The idea of those handlers is to avoid the penatly of odd memory accesses correct? If you consider what the penalties are and look at what the handlers do, it's apparent they're counter productive. The penalty for an odd addressed word acccess is an additional access. The penalty for a dword access with an address not divisible by four is also an additional access. If you take a look at the handlers, for example:
The odd dword addressing costs an extra access vs three additional: accesses, function calls, additions, moves, shifts, & ors, & one additional: and, compare, & jump.
There is the second penalty for unaligned memory accesses on some platforms -- crash. For that we have C_UNALIGNED_MEMORY. The code in question is agnostic and portable but you are right -- it is not very efficient. At least on targets that allow unaligned memory accesses. I don't expect compiler to be able to inline read/writeHandlers. So, the best solution would be to make this code to respect C_UNALIGNED_MEMORY and use the simpler one-line form if it is set to 1. It may not cause as great optimization as you might expect: most games tend to use aligned accesses anyway.
Um the dynamic core has its own handlers, and for the rest you're better
off changing the conditions to ((address & 0xfff)<0xffd for architectures
that allow little-endian unaligned fast access.

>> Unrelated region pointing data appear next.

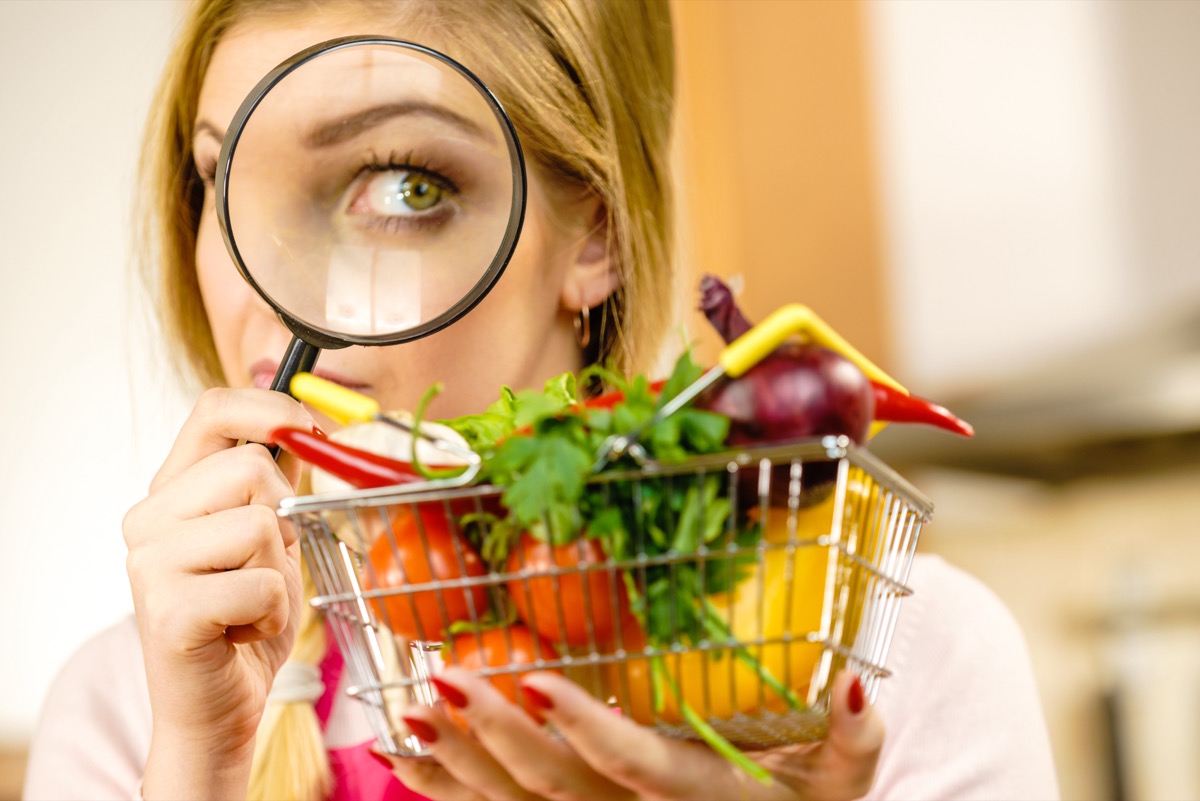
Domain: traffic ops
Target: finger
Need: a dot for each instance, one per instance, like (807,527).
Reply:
(537,762)
(629,754)
(466,762)
(841,766)
(225,416)
(195,612)
(226,480)
(429,778)
(856,735)
(245,536)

vasyl; yes, I'm aware of the preprocessor directives and already using such with my mem copy/r/w changes(big endian handlers devolve to byte accesses, so optimizations for them would just cause more overhead). I didn't give an expectation. I also noted the tendency for aligned accesses to wd in another thread, which is another reason why there's no benefit to checking for the condition. The overhead isn't all done inside all the unaligned handlers, as the setup cmp variable,cmp,jmp are done in the regular memory handlers(mem_(read/write)(w/d)_inline.).
"Um the dynamic core has its own handlers" Which disproves my assertion how, wd?

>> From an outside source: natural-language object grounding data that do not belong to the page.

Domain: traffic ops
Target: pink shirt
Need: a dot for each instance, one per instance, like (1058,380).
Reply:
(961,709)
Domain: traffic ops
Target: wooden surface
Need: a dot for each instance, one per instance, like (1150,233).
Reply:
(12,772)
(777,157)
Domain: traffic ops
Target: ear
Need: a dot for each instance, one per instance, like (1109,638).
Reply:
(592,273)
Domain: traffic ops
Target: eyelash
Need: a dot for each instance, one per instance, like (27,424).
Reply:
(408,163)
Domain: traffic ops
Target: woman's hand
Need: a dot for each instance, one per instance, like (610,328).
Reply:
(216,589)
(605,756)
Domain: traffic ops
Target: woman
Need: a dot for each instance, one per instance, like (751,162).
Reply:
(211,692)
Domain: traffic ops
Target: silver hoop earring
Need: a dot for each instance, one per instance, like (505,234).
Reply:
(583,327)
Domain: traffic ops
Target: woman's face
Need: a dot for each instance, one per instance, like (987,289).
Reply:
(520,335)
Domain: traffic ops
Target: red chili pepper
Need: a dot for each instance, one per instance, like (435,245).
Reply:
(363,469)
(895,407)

Not at all, but i don't see any reason to bother with functions that are
used 0.01% of the time (except for wolf3d of course, which, yet, runs at
5000 cycles) compared to other memory access functions.
Suppose with the current checks for unaligned/big endian memory access
all functions can use the <0xfff/0xffd style of page boundary checking
(see my first reply).
As I mentioned, the overhead doesn't just reside in the unaligned handlers themselves. Here's the gprof output for dawn patrol, which doesn't run at full speed on my system.
With almost all of the time spent by the functions themselves, not functions they call, and they're inlined. The most used checked functions called enough to run out the gprof call counter, which means minor improvements should yield bigger improvements overall.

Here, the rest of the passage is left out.